If two bulbs of `25 W and 100 W` rated at `220 V` are connected in series across a `440 V` supply, will both the bulbs fuse ? If not which one ?

To determine whether both bulbs will fuse when connected in series across a 440 V supply, we can follow these steps: ### Step 1: Calculate the Resistance of Each Bulb Using the formula for power, \( P = \frac{V^2}{R} \), we can rearrange it to find resistance: \[ R = \frac{V^2}{P} \] For the 25 W bulb: \[ R_1 = \frac{(220)^2}{25} = \frac{48400}{25} = 1936 \, \Omega \] For the 100 W bulb: \[ R_2 = \frac{(220)^2}{100} = \frac{48400}{100} = 484 \, \Omega \] ### Step 2: Calculate the Total Resistance in Series In a series circuit, the total resistance \( R_{\text{total}} \) is the sum of individual resistances: \[ R_{\text{total}} = R_1 + R_2 = 1936 + 484 = 2420 \, \Omega \] ### Step 3: Calculate the Current in the Circuit Using Ohm's law, the current \( I \) can be calculated using the total voltage and total resistance: \[ I = \frac{V}{R_{\text{total}}} = \frac{440}{2420} \approx 0.181 \, A \] ### Step 4: Calculate the Power Dissipated by Each Bulb Now we can calculate the power dissipated across each bulb using \( P = I^2 R \).

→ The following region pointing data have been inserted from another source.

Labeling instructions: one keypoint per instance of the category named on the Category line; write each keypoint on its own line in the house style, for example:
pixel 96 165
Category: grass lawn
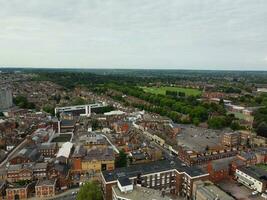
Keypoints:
pixel 162 90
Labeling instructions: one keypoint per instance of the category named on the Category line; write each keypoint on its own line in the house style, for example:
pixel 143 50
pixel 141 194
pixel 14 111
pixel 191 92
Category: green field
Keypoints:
pixel 162 90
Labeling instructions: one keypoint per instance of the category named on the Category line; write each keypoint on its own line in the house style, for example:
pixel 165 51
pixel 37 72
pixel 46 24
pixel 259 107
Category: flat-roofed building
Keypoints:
pixel 167 176
pixel 231 139
pixel 45 188
pixel 125 190
pixel 206 190
pixel 253 177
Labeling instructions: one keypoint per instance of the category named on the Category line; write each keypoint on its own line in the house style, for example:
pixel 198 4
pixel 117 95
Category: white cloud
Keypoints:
pixel 125 33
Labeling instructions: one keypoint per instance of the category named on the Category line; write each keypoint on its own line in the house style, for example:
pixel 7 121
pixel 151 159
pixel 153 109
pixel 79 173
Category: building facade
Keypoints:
pixel 5 98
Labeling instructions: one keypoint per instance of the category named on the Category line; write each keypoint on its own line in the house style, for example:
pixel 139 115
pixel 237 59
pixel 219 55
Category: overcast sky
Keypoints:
pixel 187 34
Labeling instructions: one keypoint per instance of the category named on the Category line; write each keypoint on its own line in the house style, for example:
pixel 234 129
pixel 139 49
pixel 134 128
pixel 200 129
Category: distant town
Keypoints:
pixel 133 134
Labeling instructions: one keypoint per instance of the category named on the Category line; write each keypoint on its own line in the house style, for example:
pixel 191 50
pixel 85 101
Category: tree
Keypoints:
pixel 216 122
pixel 90 191
pixel 22 102
pixel 121 160
pixel 262 129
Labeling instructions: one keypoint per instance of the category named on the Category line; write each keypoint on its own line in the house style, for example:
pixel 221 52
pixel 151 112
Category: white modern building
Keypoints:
pixel 252 177
pixel 85 108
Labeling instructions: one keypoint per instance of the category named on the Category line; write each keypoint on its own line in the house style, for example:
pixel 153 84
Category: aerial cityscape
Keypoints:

For the 25 W bulb: \[ P_1 = I^2 R_1 = (0.181)^2 \times 1936 \approx 64 \, W \] For the 100 W bulb: \[ P_2 = I^2 R_2 = (0.181)^2 \times 484 \approx 16 \, W \] ### Step 5: Compare the Power Dissipated with the Rated Power The rated power for the bulbs are: - 25 W bulb: rated for 25 W - 100 W bulb: rated for 100 W From our calculations: - Power dissipated in the 25 W bulb: \( 64 \, W \) (exceeds its rating) - Power dissipated in the 100 W bulb: \( 16 \, W \) (within its rating) ### Conclusion Since the power dissipated in the 25 W bulb (64 W) exceeds its rated power (25 W), the 25 W bulb will fuse. The 100 W bulb will not fuse as it operates within its rated power.